News

Jelang Satu Abad, NU Gagas Muktamar Internasional Fikih Peradaban

Jumat, 16 Des 2022 – 07:08 WIB

Nu Gus Yahya - inilah.com

Ketua Umum PBNU KH Yahya Cholil Staquf memberi sambutan dalam Gala Dinner dengan sejumlah diplomat negara-negara Islam dan negara sahabat di Jakarta, Kamis (15/12/2022) malam. (Foto: Infokom dan Publikasi PBNU/Suwitno)

PBNU menggagas muktamar internasional fikih peradaban I (Fiqh al-Hadharah) pada 6 Februari 2023 mendatang. Muktamar ini merupakan rangkaian terakhir dari 9 klaster kegiatan, sebelum acara puncak Resepsi Satu Abad NU di Sidoarjo, Jawa Timur.

“Ini istilah tak dikenal di dunia Islam.
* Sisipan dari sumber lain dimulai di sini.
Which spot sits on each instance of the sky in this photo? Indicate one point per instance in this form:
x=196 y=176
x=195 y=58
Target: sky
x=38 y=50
Tapi ini istilah yang banyak digunakan umat Islam di Indonesia dan NU untuk menunjuk pada wacana keagamaan di berbagai masalah yang berkembang di masyarakat,” kata Ketua Umum PBNU KH Yahya Cholil Staquf (Gus Yahya) dalam Gala Dinner dengan sejumlah diplomat negara-negara Islam dan negara sahabat di Jakarta, Kamis (15/12/2022) malam.

Menurut Gus Yahya, sampai saat ini dunia masih dibayangi konflik identitas dan agama atau yang mengatasnamakan agama. Konflik ini memang bukan baru terjadi tapi sudah sangat lama. Padahal, dunia sudah memiliki sebuah kesepakatan besar yakni Piagam Perserikatan Bangsa Bangsa.

Sayangnya, hal-hal yang disepakati secara internasional tidak serta-merta dapat diterapkan di ranah domestik oleh negara-negara anggota PBB. Dinamika percaturan di antara aktor-aktor global pun tidak secara konsisten mengarah kepada pemapanan dan penguatan kesepakatan-kesepakatan tersebut.

Dengan kata lain, visi dari Piagam PBB dan Organisasi PBB adalah sesuatu yang masih harus diperjuangkan oleh mereka yang sungguh-sungguh menyetujuinya dan mempercayai kemungkinan terwujudnya.

Kelompok-kelompok muslim yang terlibat konflik –termasuk dengan menggunakan kekerasan hingga teror— mempertahankan posisi mereka dengan mengajukan rujukan-rujukan di dalam turats fiqhiyyah. Hingga satu abad lalu, konflik dan peperangan atas nama agama masih dianggap normal.

Ini bukan sesuatu yang eksklusif menyangkut Islam saja. Pihak-pihak di luar Islam pun pada umumnya meneguhi pola sikap dan tindakan yang didasarkan pada anggapan bahwa perlawanan atas nama agama terhadap pihak lain adalah tuntutan moral.

Karena itu, dalam muktamar nanti peserta akan meminta fatwa atas status legal Piagam PBB itu.

“Sejauh mana keabsahan Piagam PBB dan Organisasi PBB sebagai perjanjian  yang mengikat umat Islam atas dasar keabsahan pihak-pihak yang mengklaim posisi sebagai wakil-wakil mereka (umat Islam) pada saat menyepakatinya,” kata Gus Yahya.

Para ulama dan ahli fikih, kata Gus Yahya, perlu memberikan jawaban atas satu pertanyaan mendasar itu.

Menurut Gus Yahya, gagasan muktamar internasional fikih itu merupakan bagian dari ikhtiar NU untuk berkontribusi dalam perdamaian dunia internasional, “Ini awalan dari inisiatif strategis yang diusung NU dalam membangun peradaban,” ujar Gus Yahya.

Muktamat ini akan dihadiri sejumlah ahli fikih dunia dan tokoh muslim internasional seperti Syaikh Dr Ahmad Al-Thayib (Grand Syaikh Al Azhar, Mesir), Syaikh Abdullah bin Mahfudh I,bn-Bayyah (Majelis Hukana Al amuslimin, UAE), Al Habib Ali Zainal Abidin bin Abdurrahman Al Jufri (Direktur El Taba Institute, UAE), Eslam Sa’ad (Peneliti Islam Kontemporer, Mesir), Dr Syafiq Ibrahim Allam (Grand Mufti, Mesir) dan Prof Koutoub Moustapha Kano (Sekjen Council of Islamic Fiqh Afrika).

Sementara dari Indonesia yang akan menjadi pembicara adalah Prof Dr KH Quraish Shihab, KH Miftachul Akhyar (Rais Aam PBNU), KH Ma’ruf Amin (Wakil Presiden RI), KH Afifuddin Muhajir (Wakil Rais Aam PBNU) dan KH Ahmad Mustofa Bisri (Mustasyar PBNU).